Your mission, which you chose to accept, was open ended. Now it requires you to kill Anubis. Then you must implement a defense of this star system against the attack that is coming. I will be watching you in your dreams, Oshi. Don't try to evade me – I am here in your skull and I can see everything you do.
Good luck in your mission. You're going to need it.

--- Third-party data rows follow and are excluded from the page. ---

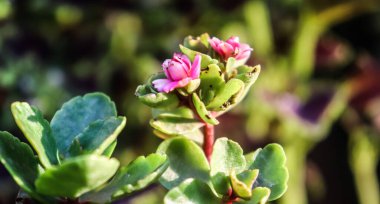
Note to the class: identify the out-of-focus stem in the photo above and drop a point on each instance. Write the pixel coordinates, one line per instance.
(208, 142)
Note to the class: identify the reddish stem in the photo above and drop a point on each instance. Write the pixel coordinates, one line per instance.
(208, 142)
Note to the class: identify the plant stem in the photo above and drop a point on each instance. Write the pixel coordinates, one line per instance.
(296, 158)
(208, 142)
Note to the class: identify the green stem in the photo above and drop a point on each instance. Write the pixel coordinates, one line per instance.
(208, 142)
(296, 161)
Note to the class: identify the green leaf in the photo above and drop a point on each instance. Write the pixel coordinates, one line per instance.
(225, 96)
(273, 173)
(98, 136)
(135, 176)
(250, 158)
(230, 64)
(76, 115)
(242, 183)
(108, 152)
(203, 113)
(260, 195)
(205, 59)
(19, 160)
(196, 135)
(37, 130)
(249, 76)
(177, 122)
(175, 126)
(211, 81)
(151, 98)
(191, 191)
(76, 176)
(227, 156)
(186, 161)
(221, 183)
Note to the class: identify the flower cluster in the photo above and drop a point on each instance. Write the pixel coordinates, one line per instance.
(207, 78)
(179, 71)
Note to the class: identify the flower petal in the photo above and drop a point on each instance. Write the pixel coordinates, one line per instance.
(196, 67)
(175, 84)
(160, 84)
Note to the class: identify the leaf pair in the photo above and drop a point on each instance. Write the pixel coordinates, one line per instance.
(255, 178)
(82, 132)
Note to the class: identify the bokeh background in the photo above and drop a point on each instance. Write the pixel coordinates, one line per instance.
(318, 93)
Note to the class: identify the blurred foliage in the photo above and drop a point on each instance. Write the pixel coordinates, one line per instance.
(318, 92)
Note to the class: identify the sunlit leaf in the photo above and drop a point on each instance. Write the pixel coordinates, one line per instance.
(227, 156)
(37, 130)
(77, 114)
(225, 96)
(202, 111)
(76, 176)
(190, 192)
(242, 183)
(135, 176)
(186, 159)
(19, 160)
(211, 81)
(273, 173)
(98, 136)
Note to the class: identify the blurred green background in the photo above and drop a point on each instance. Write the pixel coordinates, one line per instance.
(318, 93)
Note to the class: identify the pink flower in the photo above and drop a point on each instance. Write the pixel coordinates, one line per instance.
(231, 48)
(179, 72)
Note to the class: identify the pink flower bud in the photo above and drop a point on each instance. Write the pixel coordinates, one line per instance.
(179, 72)
(231, 48)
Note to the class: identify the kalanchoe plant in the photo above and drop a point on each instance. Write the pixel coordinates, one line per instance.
(207, 79)
(74, 150)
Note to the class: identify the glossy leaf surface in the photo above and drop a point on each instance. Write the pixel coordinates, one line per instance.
(191, 192)
(273, 173)
(135, 176)
(77, 114)
(76, 176)
(186, 160)
(19, 160)
(98, 136)
(37, 130)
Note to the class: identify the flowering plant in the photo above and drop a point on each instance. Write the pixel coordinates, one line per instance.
(74, 149)
(206, 80)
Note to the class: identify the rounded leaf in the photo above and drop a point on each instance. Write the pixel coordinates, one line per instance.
(136, 175)
(77, 114)
(76, 176)
(191, 192)
(186, 160)
(19, 160)
(205, 115)
(227, 156)
(37, 130)
(273, 173)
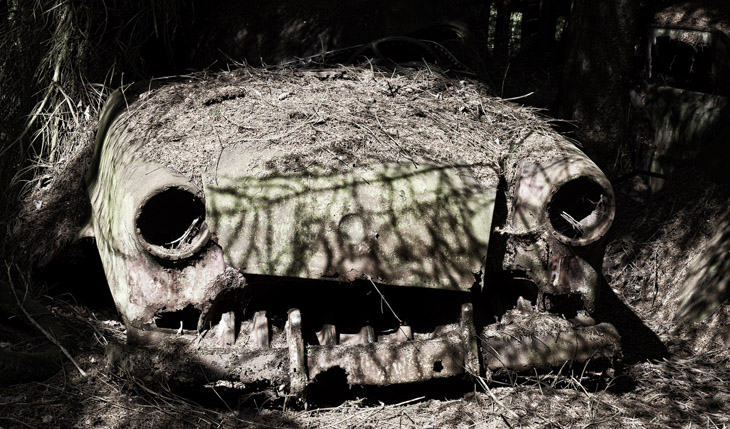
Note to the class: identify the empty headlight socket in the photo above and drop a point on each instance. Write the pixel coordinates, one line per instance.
(170, 222)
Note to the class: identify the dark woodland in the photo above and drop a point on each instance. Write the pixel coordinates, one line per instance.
(639, 86)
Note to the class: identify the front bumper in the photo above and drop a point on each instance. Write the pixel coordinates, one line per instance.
(263, 354)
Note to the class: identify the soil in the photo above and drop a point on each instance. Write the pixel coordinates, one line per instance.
(674, 371)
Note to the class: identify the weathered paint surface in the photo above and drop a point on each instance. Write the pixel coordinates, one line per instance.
(424, 225)
(119, 182)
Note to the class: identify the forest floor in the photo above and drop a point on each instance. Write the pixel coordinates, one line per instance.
(674, 374)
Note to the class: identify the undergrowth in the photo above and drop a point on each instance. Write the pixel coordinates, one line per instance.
(58, 59)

Raisa returned about an hour later. She slipped through the door while Oshi was dozing. Oshi opened her eyes instantly, but gave no sign of being awake. “Can you hear
me?” Raisa asked softly.
“I hear you.” Oshi abandoned her sleeping subterfuge. She blinked, trying to clear the strands of disturbing dreams from her head. “What's going on?” She hadn't intended to sleep; but after shrugging on a loose robe exhaustion had dulled the edge of her anxiety, until the temptation to lie back and close her eyes had become too much. Not that she was safe – but if she wasn't, there was precious little that she could do to modify her condition.
“We found Boris. He's safe. I – we owe you for rescuing him. Nobody's ever gotten out of the axial redoubt before – not by force.” Oshi rolled over and opened her eyes. Raisa looked concerned, but not afraid. “Got someone wants to talk to you.”
“That's okay. You – what's your position here?”
“I'm your minder.” Raisa leaned against the far wall. “Looks like I met you first so I'm responsible.” She didn't seem to like the idea. “Hence the security. Anubis is unhappy.”
“This visitor. Who is it?”
“Guy called Mik.” Oshi sat up. Raisa's expression – you don't like him, do you? she decided. “A specialist. In case we ran into trouble,” she added ingenuously.
“I see.”
“You will.” Raisa opened the door. “Come in.”
Mik was short, bullet-headed, clad in scuffed overalls with too many odd pockets. He carried a case that bulged with odd protruberances. He matched it; time-worn and tough. “Boris says you know how to use a killing stick,” he said conversationally.
“What's it to you?” asked Oshi.
“Business. You got out of the axis tube. I'd like to know how.”